The Biblical commentator Bo Reicke, in his commentary
on the Epistles of James, Peter and Jude[1],
reminds us of the Jewish zealots who during the decade that preceded the Roman
campaigns against the Jewish revolts used violent means as a device to gain
their freedom. The strategy did
not work, but it influences the author of first Peter, whose book may have been
written during this period. Here
the author of I Peter urges Christians to abandon violence and to become “zealots for good.” Other commentators place the book
at a much later date, and the content of the successive verses seems to argue
for that. The theme and topic is
suffering, and it seems to be the suffering that arises from the official
persecution of Christians during the reign of Domitian in 81 CE. The author uses the example of Christ’s
suffering. In a magnificent
juxtaposition, the author describes the so-called “Harrowing of Hell” when
Christ descends and “preaches to the
spirits in prison,” and in the concluding verses describes the Christ “who is at the right hand of God; since he
ascended into heaven, angels, magistrates, and powers have become subject to
him.” The official Roman
policy doesn’t matter, for it is subject to Christ’s rule. Its affect in life becomes a
participation in the sufferings of Jesus.
Breaking
open I Peter:
- What are you zealous for?
- How do you suffer in life, and for what?
- How do you participate in the suffering of Jesus?
St. John 14:15-21
Jesus said to his disciples, "If you love me, you will keep my
commandments. And I will ask the Father, and he will give you another Advocate,
to be with you forever. This is the Spirit of truth, whom the world cannot
receive, because it neither sees him nor knows him. You know him, because he
abides with you, and he will be in you.
"I will not leave you orphaned; I am coming to you. In a little
while the world will no longer see me, but you will see me; because I live, you
also will live. On that day you will know that I am in my Father, and you in
me, and I in you. They who have my commandments and keep them are those who
love me; and those who love me will be loved by my Father, and I will love them
and reveal myself to them."
Jesus continues his instruction of the disciples. Here again we are introduced to a strong
visual image in the name that Jesus applies to the Spirit – Paraclete (literally “called to one’s
side”. Thus we have several words
that apply here, “counselor”, “advocate”, or “Paraclete”. There is the flavor of a courtroom or
perhaps the classroom in this scene.
The spirit is the one who “convicts” us of Christ’s presence,
instructing us in his ways.
What follows next is the promise of continued
presence. The fear of Jesus’
departure is one that seems to debilitate the disciples and their mission. Thus the presence of the Spirit, to
continue the instruction and presence, and the promise of knowledge “in the Father” becomes paramount.
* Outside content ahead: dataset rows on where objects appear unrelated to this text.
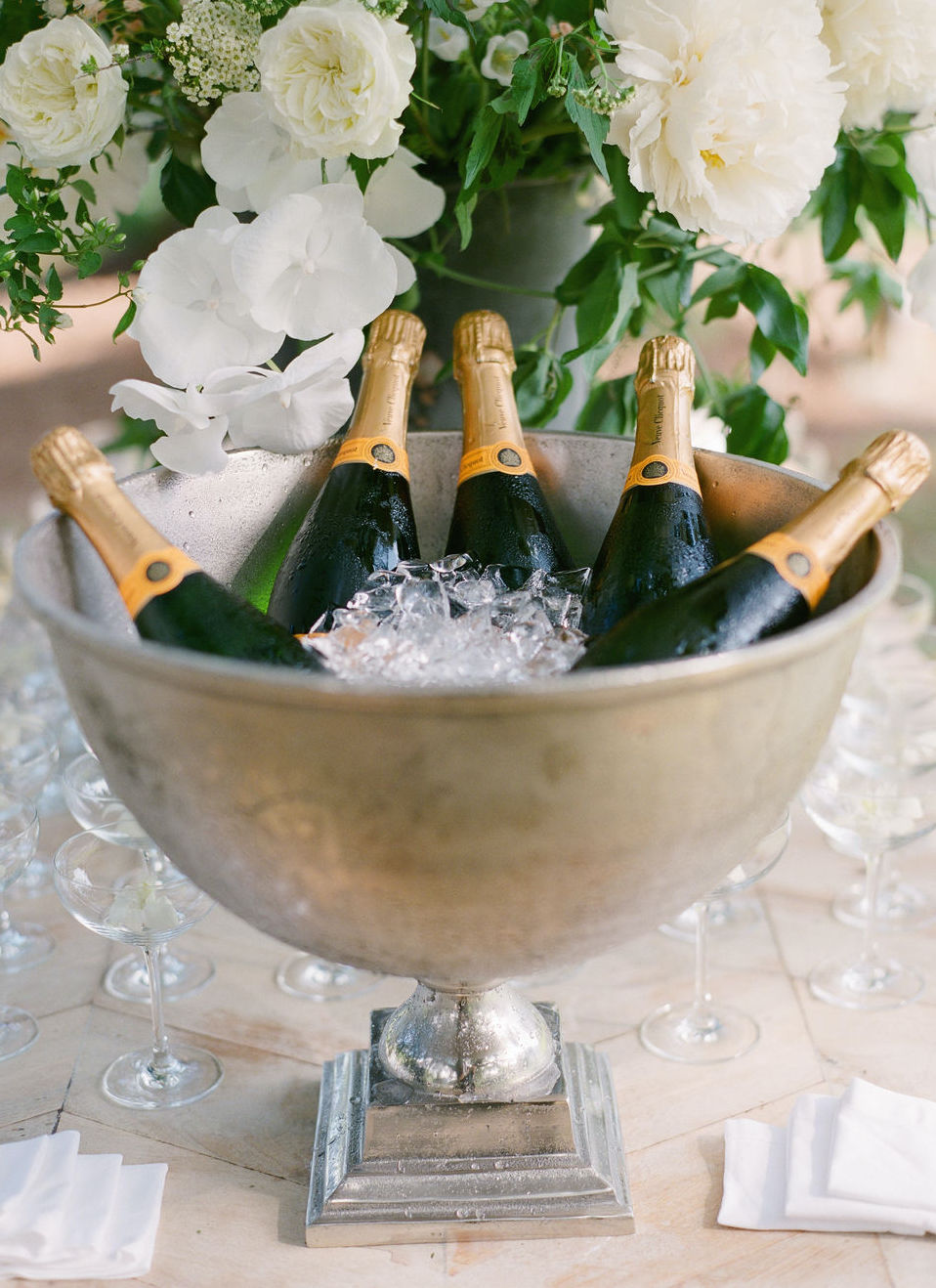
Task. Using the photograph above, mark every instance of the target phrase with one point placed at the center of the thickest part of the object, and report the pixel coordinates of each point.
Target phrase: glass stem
(160, 1059)
(871, 955)
(703, 1016)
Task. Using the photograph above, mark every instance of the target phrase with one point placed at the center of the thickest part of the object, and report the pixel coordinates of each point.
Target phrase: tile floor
(234, 1202)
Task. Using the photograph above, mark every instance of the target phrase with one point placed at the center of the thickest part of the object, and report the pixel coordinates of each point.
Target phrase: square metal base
(390, 1166)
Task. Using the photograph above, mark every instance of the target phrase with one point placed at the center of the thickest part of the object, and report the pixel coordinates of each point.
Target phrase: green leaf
(526, 85)
(541, 384)
(756, 424)
(186, 193)
(126, 319)
(782, 321)
(483, 143)
(598, 308)
(583, 272)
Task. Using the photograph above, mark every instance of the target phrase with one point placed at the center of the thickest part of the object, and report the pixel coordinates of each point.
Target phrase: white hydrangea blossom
(734, 114)
(502, 53)
(191, 316)
(447, 40)
(884, 51)
(309, 264)
(213, 49)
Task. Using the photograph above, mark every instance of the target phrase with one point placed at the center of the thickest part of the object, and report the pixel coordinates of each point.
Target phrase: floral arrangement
(323, 158)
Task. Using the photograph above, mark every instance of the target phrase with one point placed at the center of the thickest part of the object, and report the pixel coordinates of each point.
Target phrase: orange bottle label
(652, 470)
(154, 574)
(380, 453)
(796, 562)
(501, 457)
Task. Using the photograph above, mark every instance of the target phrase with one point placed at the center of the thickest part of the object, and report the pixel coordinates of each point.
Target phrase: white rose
(337, 77)
(734, 114)
(884, 51)
(58, 113)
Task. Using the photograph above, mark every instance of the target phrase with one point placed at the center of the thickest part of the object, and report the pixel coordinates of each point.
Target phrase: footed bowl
(458, 837)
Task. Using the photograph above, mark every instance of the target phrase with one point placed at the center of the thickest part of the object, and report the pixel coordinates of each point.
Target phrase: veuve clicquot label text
(379, 452)
(796, 562)
(154, 574)
(656, 469)
(502, 457)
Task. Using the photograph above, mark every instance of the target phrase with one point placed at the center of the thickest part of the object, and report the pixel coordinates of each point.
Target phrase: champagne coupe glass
(19, 837)
(888, 728)
(867, 815)
(702, 1031)
(108, 887)
(319, 980)
(28, 752)
(93, 805)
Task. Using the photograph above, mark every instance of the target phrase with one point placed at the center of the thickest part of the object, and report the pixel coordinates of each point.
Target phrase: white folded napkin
(754, 1190)
(884, 1147)
(809, 1147)
(76, 1216)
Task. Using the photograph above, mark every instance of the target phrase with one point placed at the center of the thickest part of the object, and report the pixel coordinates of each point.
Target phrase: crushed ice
(452, 623)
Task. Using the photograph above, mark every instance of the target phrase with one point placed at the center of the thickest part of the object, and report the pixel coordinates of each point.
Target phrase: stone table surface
(235, 1193)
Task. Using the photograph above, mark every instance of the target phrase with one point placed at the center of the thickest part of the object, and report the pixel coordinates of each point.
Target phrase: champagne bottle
(777, 581)
(169, 596)
(659, 537)
(501, 515)
(362, 519)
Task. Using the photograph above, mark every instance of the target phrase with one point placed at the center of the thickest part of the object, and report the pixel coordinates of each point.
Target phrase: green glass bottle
(362, 518)
(501, 515)
(659, 537)
(777, 582)
(169, 596)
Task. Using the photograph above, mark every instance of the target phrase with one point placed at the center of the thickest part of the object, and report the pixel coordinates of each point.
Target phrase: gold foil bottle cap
(64, 462)
(396, 336)
(665, 353)
(482, 336)
(896, 461)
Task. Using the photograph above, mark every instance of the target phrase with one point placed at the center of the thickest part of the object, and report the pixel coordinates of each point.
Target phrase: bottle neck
(811, 546)
(663, 445)
(136, 554)
(492, 436)
(377, 433)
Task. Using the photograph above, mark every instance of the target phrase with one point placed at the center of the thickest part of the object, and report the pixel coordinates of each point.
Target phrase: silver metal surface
(458, 837)
(402, 1173)
(492, 1045)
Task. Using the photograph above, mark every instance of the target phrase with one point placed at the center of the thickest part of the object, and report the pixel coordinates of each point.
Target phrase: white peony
(734, 114)
(339, 76)
(920, 284)
(446, 39)
(502, 53)
(292, 409)
(191, 316)
(58, 113)
(884, 51)
(311, 264)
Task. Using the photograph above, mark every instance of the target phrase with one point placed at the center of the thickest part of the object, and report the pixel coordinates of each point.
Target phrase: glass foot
(19, 1031)
(24, 944)
(181, 975)
(866, 987)
(319, 980)
(190, 1074)
(680, 1033)
(900, 906)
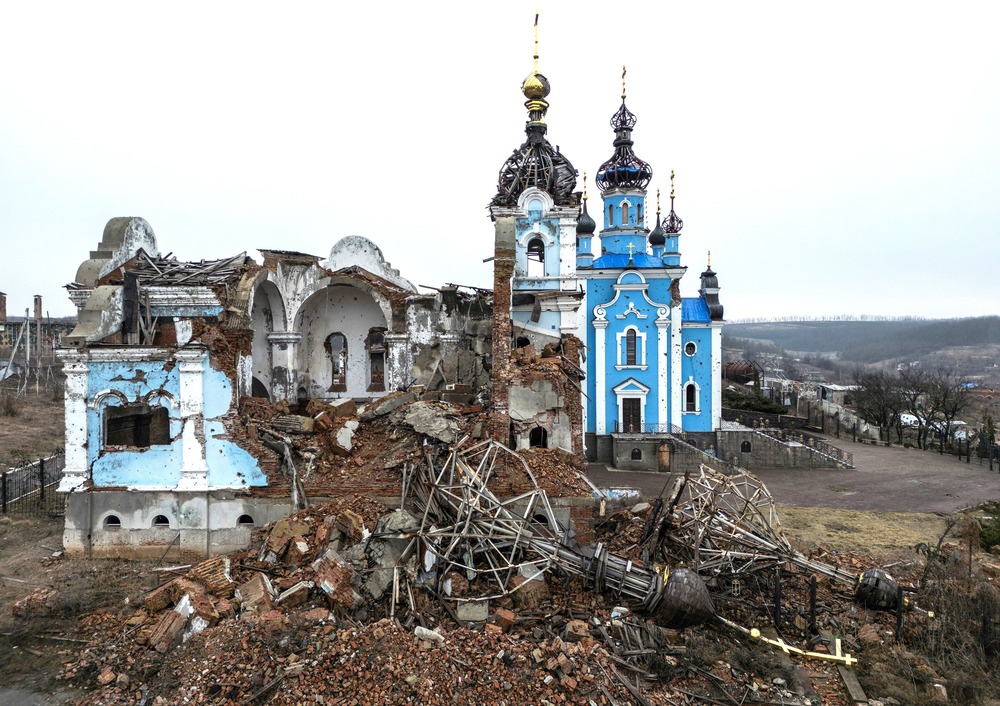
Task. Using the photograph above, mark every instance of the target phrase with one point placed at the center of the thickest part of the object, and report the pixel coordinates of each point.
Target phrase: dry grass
(875, 532)
(36, 430)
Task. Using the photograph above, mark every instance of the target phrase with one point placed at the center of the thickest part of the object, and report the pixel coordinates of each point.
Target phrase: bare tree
(914, 384)
(949, 396)
(987, 434)
(877, 398)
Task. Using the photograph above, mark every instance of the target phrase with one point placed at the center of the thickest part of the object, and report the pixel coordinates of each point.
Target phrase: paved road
(885, 479)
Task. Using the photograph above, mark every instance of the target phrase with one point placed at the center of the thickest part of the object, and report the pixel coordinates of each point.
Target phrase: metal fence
(837, 454)
(621, 428)
(31, 490)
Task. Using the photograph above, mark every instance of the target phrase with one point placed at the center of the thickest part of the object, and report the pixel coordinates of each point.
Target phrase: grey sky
(835, 158)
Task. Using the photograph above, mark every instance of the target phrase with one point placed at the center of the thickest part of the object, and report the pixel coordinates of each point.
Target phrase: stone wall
(765, 451)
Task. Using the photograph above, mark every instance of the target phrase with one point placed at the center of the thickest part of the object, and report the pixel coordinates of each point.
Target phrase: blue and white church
(652, 359)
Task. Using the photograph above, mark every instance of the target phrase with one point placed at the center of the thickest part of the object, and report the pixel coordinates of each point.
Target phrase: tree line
(929, 401)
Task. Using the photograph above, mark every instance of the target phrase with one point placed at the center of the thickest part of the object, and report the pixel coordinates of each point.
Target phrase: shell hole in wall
(540, 519)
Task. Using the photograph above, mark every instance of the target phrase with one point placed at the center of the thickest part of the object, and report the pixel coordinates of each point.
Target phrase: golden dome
(535, 86)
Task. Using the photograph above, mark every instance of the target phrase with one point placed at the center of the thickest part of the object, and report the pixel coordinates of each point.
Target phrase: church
(651, 358)
(584, 344)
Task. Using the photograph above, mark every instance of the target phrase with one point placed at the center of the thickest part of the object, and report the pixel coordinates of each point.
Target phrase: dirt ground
(876, 533)
(36, 430)
(32, 650)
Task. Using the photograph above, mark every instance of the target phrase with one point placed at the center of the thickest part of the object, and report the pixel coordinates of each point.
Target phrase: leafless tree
(948, 396)
(877, 398)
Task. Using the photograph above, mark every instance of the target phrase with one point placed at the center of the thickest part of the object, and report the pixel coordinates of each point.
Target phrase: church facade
(651, 358)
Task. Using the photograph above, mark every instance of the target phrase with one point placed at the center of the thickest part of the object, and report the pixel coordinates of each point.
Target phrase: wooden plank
(854, 689)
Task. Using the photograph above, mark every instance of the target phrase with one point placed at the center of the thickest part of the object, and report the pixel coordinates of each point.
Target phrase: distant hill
(871, 341)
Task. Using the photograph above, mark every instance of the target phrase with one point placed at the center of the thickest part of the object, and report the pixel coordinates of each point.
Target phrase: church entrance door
(631, 416)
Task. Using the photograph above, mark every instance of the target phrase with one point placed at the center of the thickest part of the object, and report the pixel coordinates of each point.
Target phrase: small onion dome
(624, 170)
(657, 237)
(535, 86)
(674, 222)
(585, 225)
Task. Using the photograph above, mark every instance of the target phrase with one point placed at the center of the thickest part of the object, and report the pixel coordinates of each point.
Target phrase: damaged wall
(144, 525)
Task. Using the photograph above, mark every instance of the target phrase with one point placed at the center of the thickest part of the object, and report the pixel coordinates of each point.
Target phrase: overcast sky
(836, 158)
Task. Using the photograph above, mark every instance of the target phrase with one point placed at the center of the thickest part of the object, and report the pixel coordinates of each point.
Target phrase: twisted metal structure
(469, 530)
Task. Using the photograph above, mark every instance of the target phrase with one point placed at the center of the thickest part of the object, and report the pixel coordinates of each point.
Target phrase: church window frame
(338, 361)
(630, 392)
(692, 397)
(375, 348)
(535, 256)
(637, 359)
(135, 426)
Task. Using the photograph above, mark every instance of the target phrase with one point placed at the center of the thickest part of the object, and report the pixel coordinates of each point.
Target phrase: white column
(194, 469)
(716, 377)
(600, 370)
(284, 364)
(676, 347)
(662, 365)
(75, 409)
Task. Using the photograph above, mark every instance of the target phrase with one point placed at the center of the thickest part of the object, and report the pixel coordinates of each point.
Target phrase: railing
(828, 450)
(756, 419)
(31, 489)
(666, 428)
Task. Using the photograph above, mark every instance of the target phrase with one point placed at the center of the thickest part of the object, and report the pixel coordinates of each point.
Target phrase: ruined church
(584, 344)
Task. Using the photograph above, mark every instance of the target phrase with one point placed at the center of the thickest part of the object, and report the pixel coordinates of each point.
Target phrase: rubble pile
(465, 595)
(341, 448)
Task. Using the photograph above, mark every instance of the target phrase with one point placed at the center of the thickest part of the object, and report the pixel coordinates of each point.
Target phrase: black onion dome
(674, 222)
(624, 170)
(585, 225)
(657, 237)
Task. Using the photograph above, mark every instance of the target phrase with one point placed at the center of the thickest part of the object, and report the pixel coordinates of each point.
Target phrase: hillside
(970, 344)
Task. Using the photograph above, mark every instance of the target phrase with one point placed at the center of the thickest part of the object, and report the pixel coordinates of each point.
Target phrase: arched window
(336, 348)
(137, 425)
(536, 258)
(691, 397)
(375, 343)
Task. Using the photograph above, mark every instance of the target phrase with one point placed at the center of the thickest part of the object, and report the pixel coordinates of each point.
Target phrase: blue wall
(160, 465)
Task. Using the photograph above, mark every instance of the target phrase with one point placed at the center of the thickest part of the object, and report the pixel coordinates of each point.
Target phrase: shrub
(8, 406)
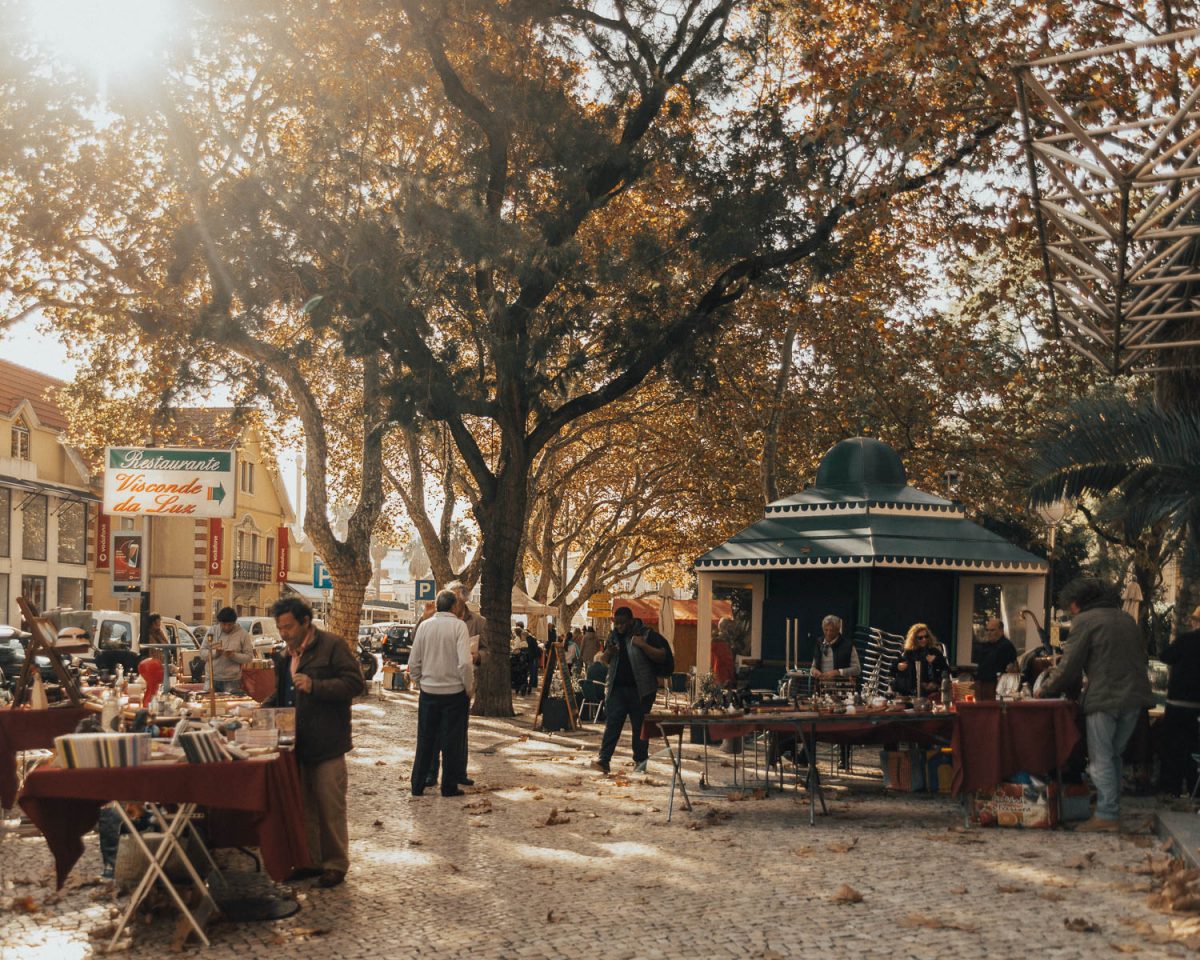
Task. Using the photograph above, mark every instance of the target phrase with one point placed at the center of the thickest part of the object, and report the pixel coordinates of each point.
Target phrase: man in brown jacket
(319, 677)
All of this is centered in an on-going
love, from God to humankind, and amongst those in the community. It is this love that reveals the true
nature of what God intends, and keeps those who follow Jesus from the emotional
reaction of fear.
Breaking open Gospel:
1. Do you feel that Christ is absent in your life?
2. How can you make Christ present?
3. Where is the Spirit leading you?
After
breaking open the Word, you might want to pray the Collect for Sunday:
O God, you have prepared for those who love you such
good things as surpass our understanding: Pour into our hearts such love
towards you, that we, loving you in all things and above all things, may obtain
your promises, which exceed all that we can desire; through Jesus Christ our
Lord, who lives and reigns with you and the Holy Spirit, one God, for ever and
ever. Amen.
All questions and commentary copyright © 2014,
Michael T. Hiller
[1] Reicke, B.
(1964) The Anchor Bible, The Epistles of
James, Peter and Jude, Introduction, Translation, and Notes, Doubleday and
Company, Inc., Garden City, N.Y., 221 pages.